Karpov was the cool classicist, Kasparov the fiery romantic. Karpov gazed impassively at the board, a lank lock of hair drooping over his forehead. Kasparov was a volcano of nervous energy, prowling, glaring disdainfully at his diminutive foe, impatient to deliver the coup de grâce. Karpov’s genius lay in doing nothing very much but doing it very well, while Kasparov liked to set the board alight with his pyrotechnics.

Until he learnt to anticipate Karpov’s python moves, Kasparov was often tempted to overreach. Each of the five matches was close; every aspect of chess was explored and rejuvenated. Many of these championship games are classics.

The present match is only an exhibition, with half an hour each for the whole game. This is equivalent to Twenty20 cricket, which is popular with spectators and suits the zeitgeist.

Like Test matches, however, world championship chess must be played much more slowly to plumb the depths of mind-boggling complexity. In the 20th game of their last match in Lyons in 1990, Kasparov foresaw the queen sacrifice that eventually won the game some 20 moves before he played it. A watching grandmaster, Mikhail Gurevich, was awestruck: “It was absolutely incredible.”

But even Kasparov cannot calculate as far or as accurately as state-of-the-art computers. The present match is partly a recognition of physical frailty: Karpov is now a veteran who tires too easily but can still occasionally defeat grandmasters young enough to be his grandchildren. Kasparov is still formidable but retired in 2005. For these two, there is no such thing as a “friendly” game: it is always chess for blood. What sustains them is the adrenalin that only grandmaster chess can generate for hours on end.

When I was fortunate enough to play a long endgame with Kasparov at a charity simultaneous display, he played the last 20 moves one to one, as if his life depended on it. When he could only draw, he was too angry with himself even to shake hands.

The Kasparov-Karpov matches coincided with the Gorbachev era. Karpov at first sided with the nomenklatura, while Kasparov tested the limits of glasnost and perestroika. But by the late 1980s, Kasparov, disillusioned with Mikhail Gorbachev’s doomed attempt to democratise a one-party state, sided with the dissidents. Karpov was elected to the last Soviet parliament. Kasparov presented himself as the revolutionary, Karpov the collaborator, but it was only once Kasparov had learnt how to play the system that he could switch from insider to outsider.

Only in 1990 did Kasparov break with the Soviet Union. Having rescued his family from anti-Armenian pogroms in Baku that he blamed on Gorbachev, he refused to play Karpov under the hammer and sickle flag. There were fears for his life but he won both on and off the board.
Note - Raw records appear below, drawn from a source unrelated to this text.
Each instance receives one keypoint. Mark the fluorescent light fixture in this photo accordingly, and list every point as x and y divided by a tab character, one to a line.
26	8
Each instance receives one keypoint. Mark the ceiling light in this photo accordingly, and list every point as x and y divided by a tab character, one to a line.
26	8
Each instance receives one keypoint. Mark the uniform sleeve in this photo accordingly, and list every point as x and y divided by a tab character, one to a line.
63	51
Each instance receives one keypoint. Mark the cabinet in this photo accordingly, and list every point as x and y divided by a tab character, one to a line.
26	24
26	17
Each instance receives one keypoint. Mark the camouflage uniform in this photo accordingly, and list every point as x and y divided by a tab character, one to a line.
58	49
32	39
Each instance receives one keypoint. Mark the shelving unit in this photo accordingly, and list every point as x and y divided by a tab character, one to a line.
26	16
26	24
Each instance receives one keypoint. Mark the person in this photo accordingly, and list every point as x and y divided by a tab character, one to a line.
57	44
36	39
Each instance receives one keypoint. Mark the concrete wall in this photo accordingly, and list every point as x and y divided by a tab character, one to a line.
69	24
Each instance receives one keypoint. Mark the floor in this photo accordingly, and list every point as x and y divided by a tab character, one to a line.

Thenceforth he has dedicated his life to politics. His victory over Karpov symbolised the end of the Soviet era, but he is now a symbol of resistance to the neo-Soviet Putin era. Last year he was arrested, assaulted and imprisoned at a protest against rigged elections. To his surprise, one of his visitors in jail was Karpov. Thus the two old enemies have become allies — up to a point.
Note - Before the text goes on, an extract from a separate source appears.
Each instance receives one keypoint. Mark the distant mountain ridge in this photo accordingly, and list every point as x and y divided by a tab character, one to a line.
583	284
As Kasparov told a dissident conference in Prague organised by Sharansky and Václav Havel: “We are now in the middle game. For us it is the end of the beginning, but for Putin it is the beginning of the end.”

This is Kasparov at his best, combining chess and Churchillian defiance. Since he said this, two years ago, Vladimir Putin has invaded Georgia, intimidated the West and is being appeased by the Obama Administration. In Russia the opposition is weaker than ever. But Kasparov is determined to checkmate Putin, even if it costs his life.

Daniel Johnson, editor of Standpoint and author of White King and Red Queen: How the Cold War was Fought on the Chessboard.